Sunday, July 08, 2012

Getting on with it

Things are complete here except for speaking to the vicar to discuss the order of service.  It is no use me hanging around - mum doesn't want me to and I can pick up my daughter tonight and drive her home at the same time so that's a bit of a plan too.


At some time or the other I need to leave mum here to her devices, she knows that after that she will hit a brick wall and be bad for some time - won't we all?  I haven't really had a bad time of it, I did have some sadness (watching Field of Dreams) and a little the other day when my mum told me what she wanted written from her on the flowers "Thank you for being my best friend"  there, bugger it, tears in eyes again.  That's because mum and dad were very much in love, very close and have always been so.  That's why I'm quite lucky because I was brought up in that environment.  However, I'm not inclined to be a blubbing sort and remember being cut up at my Uncle's funeral because there were so many people there and so many people who were in tears.  His death was particularly tragic and sudden which also didn't help.

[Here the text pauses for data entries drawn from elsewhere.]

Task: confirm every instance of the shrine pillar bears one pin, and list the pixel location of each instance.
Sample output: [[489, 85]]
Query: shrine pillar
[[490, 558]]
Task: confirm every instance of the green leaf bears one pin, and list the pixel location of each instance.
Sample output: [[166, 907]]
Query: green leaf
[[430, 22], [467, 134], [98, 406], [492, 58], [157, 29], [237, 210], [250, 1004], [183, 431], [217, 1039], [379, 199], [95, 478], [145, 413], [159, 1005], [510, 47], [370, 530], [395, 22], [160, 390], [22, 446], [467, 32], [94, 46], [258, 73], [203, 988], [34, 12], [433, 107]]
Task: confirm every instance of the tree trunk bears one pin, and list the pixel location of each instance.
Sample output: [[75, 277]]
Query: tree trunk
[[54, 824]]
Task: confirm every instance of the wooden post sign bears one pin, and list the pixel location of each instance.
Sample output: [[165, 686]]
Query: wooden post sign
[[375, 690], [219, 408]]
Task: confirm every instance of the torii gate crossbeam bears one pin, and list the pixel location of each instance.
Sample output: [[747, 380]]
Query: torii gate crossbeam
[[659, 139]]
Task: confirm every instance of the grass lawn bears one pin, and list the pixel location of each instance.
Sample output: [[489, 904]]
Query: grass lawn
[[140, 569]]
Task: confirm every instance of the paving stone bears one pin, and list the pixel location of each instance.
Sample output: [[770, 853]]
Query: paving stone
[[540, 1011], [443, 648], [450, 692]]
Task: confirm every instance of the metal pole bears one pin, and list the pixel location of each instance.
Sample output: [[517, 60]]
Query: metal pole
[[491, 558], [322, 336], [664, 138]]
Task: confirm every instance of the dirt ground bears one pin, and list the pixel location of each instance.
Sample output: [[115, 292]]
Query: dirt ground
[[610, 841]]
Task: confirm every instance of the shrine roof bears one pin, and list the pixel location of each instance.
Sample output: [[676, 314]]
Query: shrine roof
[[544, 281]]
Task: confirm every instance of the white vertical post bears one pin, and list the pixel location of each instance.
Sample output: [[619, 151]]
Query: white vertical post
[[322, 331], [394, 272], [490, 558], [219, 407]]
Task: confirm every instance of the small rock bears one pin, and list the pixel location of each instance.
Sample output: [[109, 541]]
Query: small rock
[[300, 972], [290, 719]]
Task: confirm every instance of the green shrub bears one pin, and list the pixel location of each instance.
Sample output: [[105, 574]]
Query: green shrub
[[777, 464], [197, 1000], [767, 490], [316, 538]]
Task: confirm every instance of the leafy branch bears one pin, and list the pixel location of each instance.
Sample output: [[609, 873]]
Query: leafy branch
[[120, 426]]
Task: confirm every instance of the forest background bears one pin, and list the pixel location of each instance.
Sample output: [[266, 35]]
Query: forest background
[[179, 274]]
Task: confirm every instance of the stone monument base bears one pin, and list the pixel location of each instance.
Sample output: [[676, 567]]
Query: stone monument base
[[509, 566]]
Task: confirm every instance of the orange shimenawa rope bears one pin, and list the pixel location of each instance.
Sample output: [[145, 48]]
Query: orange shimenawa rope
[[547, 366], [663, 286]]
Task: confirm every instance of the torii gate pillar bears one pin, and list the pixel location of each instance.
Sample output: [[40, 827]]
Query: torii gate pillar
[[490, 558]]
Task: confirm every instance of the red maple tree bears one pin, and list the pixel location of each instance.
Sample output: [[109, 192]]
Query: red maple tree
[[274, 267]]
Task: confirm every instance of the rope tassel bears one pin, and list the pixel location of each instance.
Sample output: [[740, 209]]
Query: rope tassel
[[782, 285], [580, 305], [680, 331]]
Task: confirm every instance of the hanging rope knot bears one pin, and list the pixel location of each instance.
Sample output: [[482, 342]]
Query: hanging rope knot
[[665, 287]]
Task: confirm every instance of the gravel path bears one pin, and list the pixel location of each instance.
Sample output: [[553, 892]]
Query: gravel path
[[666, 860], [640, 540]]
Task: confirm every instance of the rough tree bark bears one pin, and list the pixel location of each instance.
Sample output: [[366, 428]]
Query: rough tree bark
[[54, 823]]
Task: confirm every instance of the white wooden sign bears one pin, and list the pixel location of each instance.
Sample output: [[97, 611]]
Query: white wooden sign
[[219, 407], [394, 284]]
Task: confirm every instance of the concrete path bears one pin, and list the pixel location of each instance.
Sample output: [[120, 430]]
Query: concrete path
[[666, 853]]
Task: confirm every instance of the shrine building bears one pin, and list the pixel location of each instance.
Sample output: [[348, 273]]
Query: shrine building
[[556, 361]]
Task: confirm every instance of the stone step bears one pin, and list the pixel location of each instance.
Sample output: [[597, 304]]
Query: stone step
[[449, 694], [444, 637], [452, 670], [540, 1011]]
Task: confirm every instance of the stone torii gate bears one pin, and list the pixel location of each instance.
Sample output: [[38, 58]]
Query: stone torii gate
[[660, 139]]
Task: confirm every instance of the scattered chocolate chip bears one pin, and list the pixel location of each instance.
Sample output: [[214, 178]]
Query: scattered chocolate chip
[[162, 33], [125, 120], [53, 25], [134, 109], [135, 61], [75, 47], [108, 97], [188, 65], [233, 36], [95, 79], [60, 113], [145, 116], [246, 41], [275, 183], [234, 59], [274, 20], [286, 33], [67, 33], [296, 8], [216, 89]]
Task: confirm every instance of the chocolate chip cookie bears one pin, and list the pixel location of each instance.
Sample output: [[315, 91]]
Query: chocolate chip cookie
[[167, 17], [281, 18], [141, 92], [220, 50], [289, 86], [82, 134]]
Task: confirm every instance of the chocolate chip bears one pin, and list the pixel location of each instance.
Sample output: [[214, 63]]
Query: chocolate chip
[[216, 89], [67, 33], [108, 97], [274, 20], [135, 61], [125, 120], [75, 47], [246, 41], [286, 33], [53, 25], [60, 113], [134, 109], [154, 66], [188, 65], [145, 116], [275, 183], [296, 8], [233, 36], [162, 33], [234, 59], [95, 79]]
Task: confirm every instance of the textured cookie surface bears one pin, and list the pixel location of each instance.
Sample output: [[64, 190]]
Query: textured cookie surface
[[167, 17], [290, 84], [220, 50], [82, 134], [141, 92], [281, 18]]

I have to do the family tribute but just hope I can hang out for that because I just know what my brother and his lot will be like and my mum too.  Perhaps I'd better make sure I don't make that too emotional.


So I'll be off home a little later, after the F1 from Silverstone (which looks to be more like a boat race) and the Tennis with Andy Murray trying to go for glory.  That gives me an extra day or so to write this thing.  Additionally it will also mean I don't have to battle over the order of service with my brother.  If anyone has gone over board it is him!  He can be a right pillock sometimes and writes saccharin sweet rubbish and bollocks, oh dear, I suppose that's his way of dealing with it.